The directive comes amid mounting public criticism against the U.S. oil company that it has been slow to act and provide information about oil spills at the field beginning in early June.
ConocoPhillips submitted a report Wednesday to the SAO and said it believed it had satisfied all the requirements laid out by the SOA for cleaning up and investigating the spill.
A ConocoPhillips spokesman said the company couldn't immediately respond to the statement, which was posted on the SOA's website.
Conoco must submit a marine environmental impact report and won't be able to restart operations until it receives approval, the SOA said.
The U.S. company hasn't satisfied the requirements for cleaning up and investigating the oil spill, it said, adding that Conoco was slow to act on the plan to clean up and investigate the spills though it made some progress in later stages.
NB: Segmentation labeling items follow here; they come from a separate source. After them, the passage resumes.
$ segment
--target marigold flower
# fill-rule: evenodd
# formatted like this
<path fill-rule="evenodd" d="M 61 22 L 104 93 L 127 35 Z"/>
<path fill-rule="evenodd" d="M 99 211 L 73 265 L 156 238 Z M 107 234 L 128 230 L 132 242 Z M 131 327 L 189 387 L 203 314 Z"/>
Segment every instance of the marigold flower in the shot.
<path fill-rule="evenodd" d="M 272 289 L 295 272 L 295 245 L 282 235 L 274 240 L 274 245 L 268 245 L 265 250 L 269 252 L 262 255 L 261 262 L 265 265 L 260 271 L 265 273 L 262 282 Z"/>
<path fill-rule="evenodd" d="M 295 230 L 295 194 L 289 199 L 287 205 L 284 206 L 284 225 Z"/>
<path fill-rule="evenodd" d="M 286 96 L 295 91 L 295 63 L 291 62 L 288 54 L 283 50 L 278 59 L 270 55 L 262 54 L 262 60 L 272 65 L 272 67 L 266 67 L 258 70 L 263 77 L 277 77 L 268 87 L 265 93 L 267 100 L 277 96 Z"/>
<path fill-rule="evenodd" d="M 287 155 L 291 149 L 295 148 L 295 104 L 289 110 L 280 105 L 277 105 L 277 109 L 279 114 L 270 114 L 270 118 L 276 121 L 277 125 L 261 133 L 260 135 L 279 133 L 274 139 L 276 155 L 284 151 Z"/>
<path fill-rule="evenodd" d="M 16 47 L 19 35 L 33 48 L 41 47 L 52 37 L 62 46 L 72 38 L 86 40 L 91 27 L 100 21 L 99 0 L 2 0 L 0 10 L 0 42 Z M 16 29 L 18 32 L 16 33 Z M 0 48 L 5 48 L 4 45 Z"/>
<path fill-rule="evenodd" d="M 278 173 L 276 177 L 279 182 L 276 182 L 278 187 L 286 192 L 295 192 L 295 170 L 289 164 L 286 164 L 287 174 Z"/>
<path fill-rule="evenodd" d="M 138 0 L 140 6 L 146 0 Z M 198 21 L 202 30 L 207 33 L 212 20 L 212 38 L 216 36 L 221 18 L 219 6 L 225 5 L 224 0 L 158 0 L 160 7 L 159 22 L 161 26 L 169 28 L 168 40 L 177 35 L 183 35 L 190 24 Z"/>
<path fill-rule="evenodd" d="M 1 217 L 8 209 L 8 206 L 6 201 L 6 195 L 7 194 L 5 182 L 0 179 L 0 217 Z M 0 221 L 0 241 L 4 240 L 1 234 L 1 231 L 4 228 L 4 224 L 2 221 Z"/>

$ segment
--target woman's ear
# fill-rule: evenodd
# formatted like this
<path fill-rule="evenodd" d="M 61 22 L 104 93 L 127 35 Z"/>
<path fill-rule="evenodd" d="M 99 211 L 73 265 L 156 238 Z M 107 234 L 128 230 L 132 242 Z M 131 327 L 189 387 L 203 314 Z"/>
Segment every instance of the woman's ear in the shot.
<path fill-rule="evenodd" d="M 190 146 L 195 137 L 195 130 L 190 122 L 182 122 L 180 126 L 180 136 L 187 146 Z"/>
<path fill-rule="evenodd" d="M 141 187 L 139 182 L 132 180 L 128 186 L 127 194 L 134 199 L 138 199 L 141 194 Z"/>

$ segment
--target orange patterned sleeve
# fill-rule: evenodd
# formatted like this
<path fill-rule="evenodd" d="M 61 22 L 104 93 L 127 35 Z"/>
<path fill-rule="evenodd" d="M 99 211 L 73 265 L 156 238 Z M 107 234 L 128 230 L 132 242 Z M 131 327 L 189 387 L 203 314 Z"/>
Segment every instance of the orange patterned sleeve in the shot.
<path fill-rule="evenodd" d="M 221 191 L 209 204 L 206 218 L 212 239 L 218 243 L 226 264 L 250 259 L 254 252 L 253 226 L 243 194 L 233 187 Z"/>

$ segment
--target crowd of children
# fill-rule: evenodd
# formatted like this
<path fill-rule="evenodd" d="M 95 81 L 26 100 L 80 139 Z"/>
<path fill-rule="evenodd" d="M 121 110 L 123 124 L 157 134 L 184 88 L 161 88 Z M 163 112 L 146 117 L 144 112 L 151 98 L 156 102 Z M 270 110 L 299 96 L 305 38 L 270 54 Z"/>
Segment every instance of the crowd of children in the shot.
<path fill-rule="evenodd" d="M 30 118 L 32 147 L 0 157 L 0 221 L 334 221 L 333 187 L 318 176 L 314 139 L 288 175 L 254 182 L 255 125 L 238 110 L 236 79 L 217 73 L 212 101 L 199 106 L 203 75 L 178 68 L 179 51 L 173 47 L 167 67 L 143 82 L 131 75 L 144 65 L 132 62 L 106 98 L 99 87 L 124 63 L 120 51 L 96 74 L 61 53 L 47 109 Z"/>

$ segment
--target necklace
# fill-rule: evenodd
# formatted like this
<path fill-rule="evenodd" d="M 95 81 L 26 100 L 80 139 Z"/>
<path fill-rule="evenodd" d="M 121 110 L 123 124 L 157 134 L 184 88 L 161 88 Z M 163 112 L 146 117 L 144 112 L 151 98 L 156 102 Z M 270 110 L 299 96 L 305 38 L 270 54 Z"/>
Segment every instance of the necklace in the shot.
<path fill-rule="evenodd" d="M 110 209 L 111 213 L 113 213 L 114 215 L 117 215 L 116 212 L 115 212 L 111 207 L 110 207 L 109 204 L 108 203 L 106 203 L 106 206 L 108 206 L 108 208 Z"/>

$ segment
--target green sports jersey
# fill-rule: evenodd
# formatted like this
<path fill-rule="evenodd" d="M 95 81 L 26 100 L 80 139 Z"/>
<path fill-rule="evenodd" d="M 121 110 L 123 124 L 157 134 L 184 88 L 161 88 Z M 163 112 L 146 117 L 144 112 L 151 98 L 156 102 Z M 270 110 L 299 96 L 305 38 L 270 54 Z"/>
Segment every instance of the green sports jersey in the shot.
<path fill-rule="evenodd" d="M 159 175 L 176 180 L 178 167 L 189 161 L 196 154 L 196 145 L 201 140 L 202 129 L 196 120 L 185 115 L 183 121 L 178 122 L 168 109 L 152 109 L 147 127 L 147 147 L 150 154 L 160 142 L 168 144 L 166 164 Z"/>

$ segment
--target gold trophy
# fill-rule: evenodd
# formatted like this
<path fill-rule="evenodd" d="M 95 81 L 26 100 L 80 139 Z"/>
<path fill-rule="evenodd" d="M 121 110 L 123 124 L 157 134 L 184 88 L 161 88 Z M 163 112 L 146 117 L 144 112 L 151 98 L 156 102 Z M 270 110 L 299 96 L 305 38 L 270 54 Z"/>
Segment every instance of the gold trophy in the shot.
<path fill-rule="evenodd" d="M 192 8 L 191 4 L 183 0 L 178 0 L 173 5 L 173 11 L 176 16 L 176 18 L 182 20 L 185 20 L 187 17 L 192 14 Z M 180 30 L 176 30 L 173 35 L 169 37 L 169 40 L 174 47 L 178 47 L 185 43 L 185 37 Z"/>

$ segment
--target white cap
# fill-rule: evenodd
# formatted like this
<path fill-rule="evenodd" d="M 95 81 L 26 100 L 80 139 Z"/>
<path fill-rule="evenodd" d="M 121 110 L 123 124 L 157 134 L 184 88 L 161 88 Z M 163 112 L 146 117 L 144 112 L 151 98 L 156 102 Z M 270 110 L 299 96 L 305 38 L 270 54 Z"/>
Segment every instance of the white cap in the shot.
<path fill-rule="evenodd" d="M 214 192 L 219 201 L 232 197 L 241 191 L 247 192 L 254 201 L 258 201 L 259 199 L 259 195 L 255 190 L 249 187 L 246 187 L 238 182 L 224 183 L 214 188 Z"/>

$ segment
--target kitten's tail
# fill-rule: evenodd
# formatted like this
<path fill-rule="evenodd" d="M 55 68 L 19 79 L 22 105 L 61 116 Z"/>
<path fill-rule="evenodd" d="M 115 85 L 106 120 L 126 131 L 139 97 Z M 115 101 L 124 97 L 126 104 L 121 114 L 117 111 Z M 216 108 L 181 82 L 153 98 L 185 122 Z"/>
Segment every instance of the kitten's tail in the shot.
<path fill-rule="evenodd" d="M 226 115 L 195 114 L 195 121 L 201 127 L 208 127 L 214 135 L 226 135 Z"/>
The field's platform C hasn't been fully cleaned up and there are still leaks in the surrounding area, while cleanup measures at platform B are insufficient, it said
While operations are halted, Conoco should be willing to be strictly supervised by its joint-venture partner China National Offshore Oil Corp., or Cnooc., to prevent any new oil spills or environmental hazards, it said.
Conoco said last week that while it has sealed off all leaks at the field, residual oil, which is expected to dissipate, continues to seep from two leaks at the rate of one or two liters a day.
ConocoPhillips is responsible for operating the oil field, which has the capacity to produce 160,000 barrels of crude oil a day, in its joint venture with Cnooc.